Maylor takes reins of state comptroller's office    

CHRISTIAN M. WADE/Staff photo  Andrew Maylor, a Peabody resident and former North Andover town manager, last week took over as the state's comptroller. 

 

BOSTON — Andrew Maylor never imagined leaving local government behind to work on Beacon Hill, until he got a phone call from Gov. Charlie Baker offering him a job.

Maylor, a Peabody resident and veteran of local government who most recently served as North Andover's town manager, last week took over the reins as the state comptroller. The office, which acts as a fiscal watchdog, has vast administrative and audit oversight over every state agency and oversees more than $60 billion in state assets and spending.

"I was in a pretty good spot in North Andover," Maylor said in his first interview since taking over the post. "I really hadn't thought about state service and wasn't seeking other options."

But Maylor, who is credited with helping improve the fiscal stability of the Essex Regional Retirement System several years ago, said he views the comptroller's job as his next challenge.

Maylor says he wants to bring some of the personal, face-to-face aspects of local government to an office that generally operates far from public view.

"I see this an opportunity not necessarily to increase the profile of the agency but communicate more effectively with the people who are served by it," he said.

Maylor, an accountant by trade, replaced Thomas Shack III, a former prosecutor, who stepped down in December after holding the job for four years. Maylor's starting salary is $176,624 a year, with benefits.

Like Baker, Maylor cut his teeth in local government, holding administrative jobs in Winthrop, Chelsea and more recently North Andover.

Maylor also served as town administrator in Swampscott, Baker's hometown, and was a vocal supporter of the Republican's first but unsuccessful run for governor in 2010.

But Maylor also worked closely with Baker following the gas explosions that rocked the Merrimack Valley, killing one and leaving thousands without heat or hot water for months.

In a statement on his appointment last month, Baker said he was confident that Maylor "will bring the level of transparency, integrity and accountability necessary for this job."

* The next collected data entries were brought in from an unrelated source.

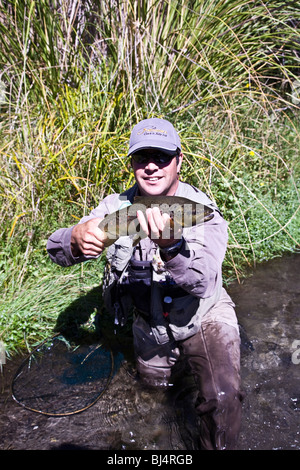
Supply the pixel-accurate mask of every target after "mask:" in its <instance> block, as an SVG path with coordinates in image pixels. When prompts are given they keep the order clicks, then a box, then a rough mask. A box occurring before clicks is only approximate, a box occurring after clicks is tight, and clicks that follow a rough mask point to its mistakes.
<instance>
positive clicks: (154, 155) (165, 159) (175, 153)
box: [131, 151, 178, 165]
mask: <svg viewBox="0 0 300 470" xmlns="http://www.w3.org/2000/svg"><path fill="white" fill-rule="evenodd" d="M176 155H178V153H177V152H174V153H171V154H170V153H165V152H159V151H158V152H155V153H148V152H137V153H134V154H132V155H131V158H132V159H133V160H134V161H135V162H136V163H139V164H143V165H145V164H147V163H149V161H150V160H152V161H153V162H154V163H155V164H156V165H162V164H165V163H169V162H170V161H171V160H173V158H174V157H176Z"/></svg>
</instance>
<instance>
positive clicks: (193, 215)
mask: <svg viewBox="0 0 300 470" xmlns="http://www.w3.org/2000/svg"><path fill="white" fill-rule="evenodd" d="M153 207H159V208H160V211H161V213H166V214H169V216H170V230H175V229H176V228H185V227H192V226H195V225H198V224H201V223H204V222H207V221H208V220H211V219H212V218H213V217H214V214H213V212H214V211H213V209H212V208H211V207H209V206H207V205H204V204H201V203H199V202H195V201H192V200H191V199H188V198H185V197H180V196H136V197H135V198H134V201H133V204H129V205H128V206H127V207H123V208H122V209H119V210H117V211H116V212H112V213H110V214H107V215H106V216H105V217H104V219H102V220H101V222H100V223H99V225H98V227H99V228H100V229H101V230H102V231H103V232H104V233H105V235H106V240H105V242H104V244H105V247H108V246H110V245H112V244H113V243H115V241H116V240H118V238H120V237H122V236H130V237H131V238H132V239H133V245H134V246H135V245H136V244H137V243H138V242H139V241H140V239H141V238H145V236H146V235H145V234H144V233H141V228H140V224H139V221H138V219H137V211H138V210H140V211H142V212H143V214H144V215H145V214H146V210H147V209H148V208H153Z"/></svg>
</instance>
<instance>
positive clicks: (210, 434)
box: [47, 118, 242, 450]
mask: <svg viewBox="0 0 300 470" xmlns="http://www.w3.org/2000/svg"><path fill="white" fill-rule="evenodd" d="M128 156H130V158H131V164H132V167H133V171H134V175H135V179H136V183H135V185H134V186H133V187H132V188H130V189H129V190H128V191H126V192H124V193H122V194H111V195H109V196H107V197H106V198H104V200H103V201H101V202H100V204H99V206H98V207H97V208H96V209H94V210H93V211H92V212H91V214H90V215H89V216H87V217H84V218H83V219H82V220H81V221H80V222H79V223H78V224H77V225H75V226H73V227H70V228H62V229H59V230H57V231H56V232H55V233H54V234H53V235H51V237H50V238H49V240H48V245H47V248H48V252H49V255H50V257H51V259H52V260H53V261H54V262H56V263H58V264H59V265H61V266H70V265H72V264H75V263H79V262H83V261H86V260H88V259H92V258H97V257H98V256H100V255H101V254H102V252H103V250H104V248H105V242H106V235H105V234H104V232H102V231H101V230H100V228H99V223H100V221H101V220H102V219H103V218H104V217H105V215H107V214H110V213H113V212H115V211H117V210H118V209H120V208H122V207H124V205H126V204H132V203H133V200H134V197H135V196H137V195H140V196H146V197H147V196H149V197H151V196H181V197H185V198H188V199H190V200H192V201H195V202H196V203H199V204H204V205H206V206H209V207H210V208H211V209H212V211H213V217H211V218H210V220H209V221H207V222H205V223H199V224H198V225H195V226H192V227H185V228H180V229H179V230H177V231H176V233H173V232H172V230H169V231H166V230H165V229H166V227H167V226H168V224H169V223H170V216H169V215H168V214H167V213H164V212H163V211H161V210H160V209H159V207H153V208H149V209H147V211H146V213H145V214H144V213H143V212H141V211H138V212H137V219H138V221H139V224H140V227H141V230H142V231H143V233H144V235H145V237H144V238H142V239H141V240H140V242H139V243H138V245H136V246H133V243H132V239H131V237H129V236H123V237H120V238H119V239H118V240H117V241H116V242H115V243H114V244H113V245H111V246H110V247H109V248H108V249H107V250H106V257H107V260H108V266H109V269H108V270H107V275H106V277H105V279H104V283H103V284H104V285H103V287H104V300H105V303H106V306H107V308H108V309H109V310H110V311H111V312H112V314H113V315H114V317H115V322H116V323H119V324H121V325H123V324H124V323H125V322H126V321H127V318H128V313H129V310H130V309H131V308H132V307H133V309H134V321H133V325H132V329H133V338H134V349H135V356H136V366H137V371H138V373H139V376H140V378H141V380H143V381H144V382H145V383H146V384H148V385H150V386H160V387H168V386H169V385H171V384H172V372H173V370H174V367H175V364H176V362H177V361H178V359H179V357H180V355H184V356H185V357H186V358H187V361H188V364H189V368H190V371H191V373H192V374H193V376H194V379H195V383H196V386H197V388H198V398H197V400H196V403H195V412H196V413H197V414H198V416H199V417H200V428H199V448H200V449H207V450H213V449H219V450H222V449H234V448H236V444H237V439H238V434H239V428H240V421H241V400H242V393H241V391H240V339H239V329H238V324H237V319H236V315H235V311H234V304H233V302H232V300H231V298H230V297H229V296H228V294H227V292H226V291H225V289H224V288H223V286H222V263H223V259H224V256H225V252H226V246H227V223H226V221H225V220H224V218H223V217H222V214H221V213H220V211H219V210H218V208H217V207H216V205H215V204H214V203H213V202H212V201H211V200H210V199H209V198H208V197H207V196H206V195H205V194H204V193H203V192H202V191H200V190H199V189H197V188H195V187H193V186H191V185H189V184H187V183H183V182H181V181H180V180H179V173H180V169H181V164H182V160H183V154H182V151H181V142H180V138H179V136H178V134H177V132H176V130H175V129H174V127H173V125H172V124H171V123H170V122H169V121H166V120H163V119H157V118H151V119H146V120H144V121H141V122H140V123H138V124H137V125H136V126H135V127H134V128H133V130H132V133H131V137H130V142H129V151H128ZM166 233H168V236H167V237H166V236H165V234H166Z"/></svg>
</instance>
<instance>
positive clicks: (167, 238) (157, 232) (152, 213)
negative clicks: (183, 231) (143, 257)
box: [137, 207, 182, 248]
mask: <svg viewBox="0 0 300 470" xmlns="http://www.w3.org/2000/svg"><path fill="white" fill-rule="evenodd" d="M137 218H138V221H139V223H140V226H141V229H142V230H143V231H144V232H145V234H146V235H147V236H148V237H149V238H151V240H153V241H154V242H155V243H157V244H158V246H160V247H161V248H165V247H167V246H171V245H173V244H174V243H176V242H178V240H180V239H181V236H182V228H181V229H179V230H177V233H174V230H173V228H172V227H173V224H172V223H170V222H171V218H170V216H169V214H162V213H161V211H160V209H159V207H153V208H151V209H147V210H146V218H145V216H144V214H143V212H142V211H137Z"/></svg>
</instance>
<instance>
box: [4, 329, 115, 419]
mask: <svg viewBox="0 0 300 470" xmlns="http://www.w3.org/2000/svg"><path fill="white" fill-rule="evenodd" d="M113 374H114V357H113V352H112V350H111V348H109V347H108V346H107V345H105V346H104V345H103V343H102V342H101V343H98V344H92V345H91V344H75V345H74V344H73V345H72V344H71V343H70V342H69V341H68V340H67V339H66V338H65V337H64V336H63V335H62V334H60V333H57V334H55V335H53V336H51V337H50V338H47V339H46V340H44V341H43V342H42V343H40V344H39V345H38V346H37V347H36V348H35V349H34V350H33V351H32V352H31V353H30V354H29V355H28V356H27V357H26V358H25V359H24V360H23V362H22V363H21V364H20V366H19V367H18V369H17V371H16V373H15V375H14V378H13V380H12V383H11V394H12V397H13V399H14V400H15V401H16V402H17V403H18V404H19V405H21V406H22V407H23V408H26V409H28V410H30V411H33V412H35V413H40V414H43V415H46V416H58V417H62V416H70V415H74V414H77V413H81V412H83V411H85V410H87V409H88V408H90V407H91V406H93V405H94V404H95V403H96V402H97V401H98V400H99V399H100V398H101V397H102V396H103V394H104V393H105V392H106V390H107V388H108V386H109V384H110V381H111V379H112V377H113Z"/></svg>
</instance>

To be sure, Maylor hasn’t completely left local government behind.

The North Andover Board of Selectmen voted unanimously last week to keep him on as a part-time consultant to help with the town's negotiations with Columbia Gas, the company held responsible for the Sept. 13 gas system failure. He will be paid $300 per week but the agreement between the selectmen and Maylor stipulates that he will not perform town consulting services on state time.

One of Maylor's first tasks as comptroller will be overseeing the design of a new computer network to manage the state's human resources, payroll and accounting systems.

He said the state's current computer-based financial management systems are outdated and need to be replaced.

A recent legislative report highlighted how state and local governments are vulnerable to hackers seeking to access computer systems to steal financial data. It noted many private contractors that do business with the state and its cities and towns are allowed to "self-certify" that they have adequate cybersecurity safeguards, which "has the potential to cause the state’s economy to lose millions of dollars in lost revenue."

"We are keenly focused on making sure that the data we possess is protected from cybercrime and fraud," Maylor said. "This is going to be a priority for the agency."

Still, he could face headwinds on the project, which became a flashpoint between the Baker administration and Shack over who will design and implement the new system.

Last year, Shack publicly feuded with Administration and Finance Secretary Michael Heffernan over what he described as delays by the administration in funding the new project.

Maylor said the new system, which could cost between $120 million and $140 million, will likely take four to eight years to implement.

"This is not something that will happen overnight," he said. "But it's a once-in-a-generation shot to upgrade how the state does business, and by doing so making it more efficient."